Prerequisites
Before running hosted evaluations, ensure you have:-
Published Environment: Your environment must be pushed to the Environments Hub
- Environment Access: You must be the owner or have write permissions on the environment
- Account Balance: Sufficient credits to cover inference costs (costs vary by model and usage)
Running a Hosted Evaluation
Step 1: Navigate to Your Environment
- Go to the Environments Hub
- Find your environment (either in “My Environments” or via search)
- Click on the environment to open its detail page
- Navigate to the “Evaluations” tab
Step 2: Start New Evaluation
Click the “Run Hosted Evaluation” button to begin the evaluation wizard.If you don’t see this button, verify that you have write permissions on the environment.
Step 3: Select Model
The model selection page displays all available inference models.

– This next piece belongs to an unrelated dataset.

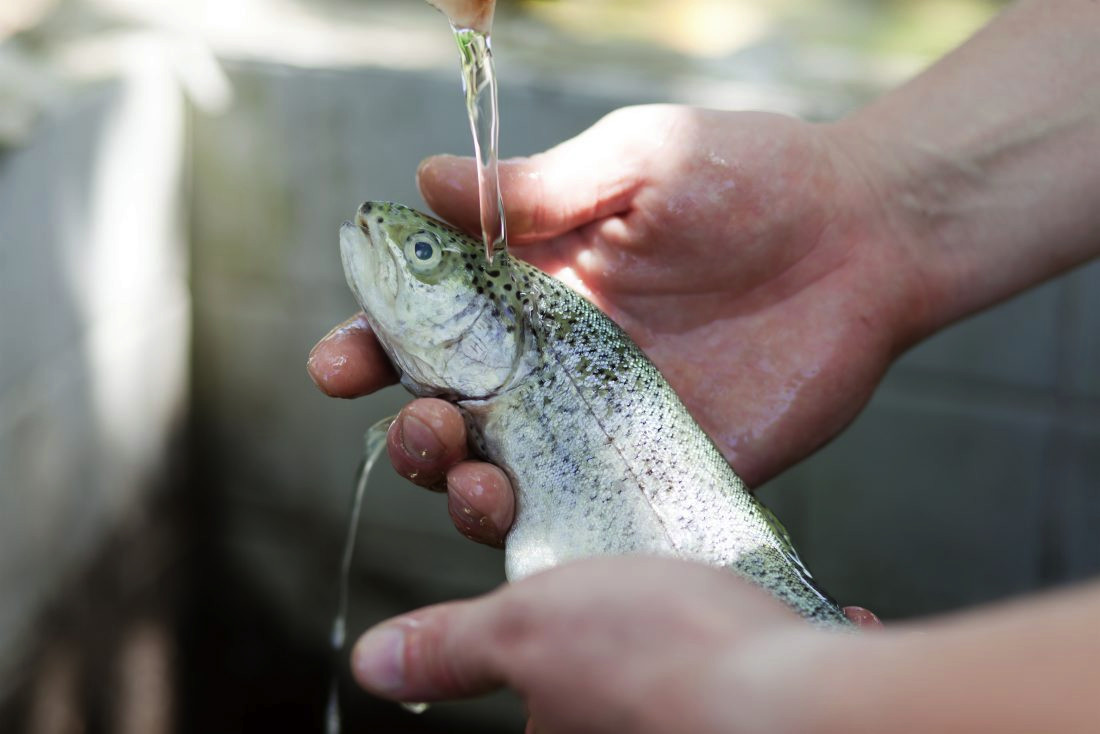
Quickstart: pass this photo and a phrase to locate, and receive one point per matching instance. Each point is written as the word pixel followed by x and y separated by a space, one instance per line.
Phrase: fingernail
pixel 320 371
pixel 419 440
pixel 378 659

Step 4: Configure Evaluation
Configure how your evaluation will run:Number of test cases to evaluate from your environment’s dataset.
Number of times to run inference on each example for statistical aggregation.

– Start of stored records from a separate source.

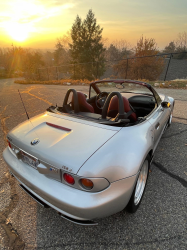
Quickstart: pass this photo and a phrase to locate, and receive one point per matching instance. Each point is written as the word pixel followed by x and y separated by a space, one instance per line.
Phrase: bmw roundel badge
pixel 35 141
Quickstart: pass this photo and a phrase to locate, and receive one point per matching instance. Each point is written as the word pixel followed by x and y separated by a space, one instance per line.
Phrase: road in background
pixel 159 223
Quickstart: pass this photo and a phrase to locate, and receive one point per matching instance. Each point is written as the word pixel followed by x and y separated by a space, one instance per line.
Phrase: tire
pixel 140 186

Optional key-value pairs passed to your environment during evaluation.
Environment Secrets: Any secrets configured in your environment settings will be automatically exposed during evaluation. You don’t need to pass them as arguments.

Step 5: Monitor Progress
After submitting, you’ll be redirected to the Evaluations list where you can monitor progress.
Step 6: View Results
Click on a completed evaluation to view detailed results: Metrics Tab:- Average reward/score across all examples
- Total samples evaluated
- Statistical aggregations (if multiple rollouts)
- Model information and parameters used
- Individual test case results
- Model inputs and outputs
- Per-example scores
- Grouped view for multiple rollouts (shows variance)

Failed Evaluations
When an evaluation fails, detailed debugging information is provided: Error Information:- Error message describing what went wrong
- Full evaluation logs in a scrollable terminal view
-
Environment Errors:
- Missing secrets
- Bug in environment code
- Missing dependencies
- Incorrect verifier implementation
-
Timeout:
- Evaluation took longer than maximum allowed time (60 min)

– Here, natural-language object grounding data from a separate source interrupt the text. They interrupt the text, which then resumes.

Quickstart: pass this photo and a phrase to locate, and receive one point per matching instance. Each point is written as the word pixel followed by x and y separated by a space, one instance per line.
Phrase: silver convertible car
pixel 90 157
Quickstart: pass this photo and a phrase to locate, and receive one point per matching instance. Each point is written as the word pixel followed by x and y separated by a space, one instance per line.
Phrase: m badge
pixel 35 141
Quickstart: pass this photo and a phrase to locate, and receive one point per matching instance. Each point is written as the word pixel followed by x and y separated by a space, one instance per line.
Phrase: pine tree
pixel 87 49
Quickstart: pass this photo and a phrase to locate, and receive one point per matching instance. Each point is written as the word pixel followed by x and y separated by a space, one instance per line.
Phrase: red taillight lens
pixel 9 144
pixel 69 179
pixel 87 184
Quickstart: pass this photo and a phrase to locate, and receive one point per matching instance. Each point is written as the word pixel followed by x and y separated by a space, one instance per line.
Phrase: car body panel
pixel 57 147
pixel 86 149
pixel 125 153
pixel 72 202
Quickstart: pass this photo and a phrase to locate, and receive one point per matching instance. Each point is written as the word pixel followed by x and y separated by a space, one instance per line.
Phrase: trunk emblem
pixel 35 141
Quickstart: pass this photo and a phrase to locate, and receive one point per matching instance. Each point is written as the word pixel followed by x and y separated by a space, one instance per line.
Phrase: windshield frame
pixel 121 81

- Consider reducing examples or optimizing environment
-
Insufficient Balance:
- Not enough credits to complete evaluation
- Add funds and re-run
-
Model API Errors:
- Temporary issues with inference service
- Rate limiting
- Try again or contact support
Pricing
Hosted evaluations use Prime Inference API under the hood. Costs are calculated based on:- Model Pricing: Each model has different rates (shown on model selection page)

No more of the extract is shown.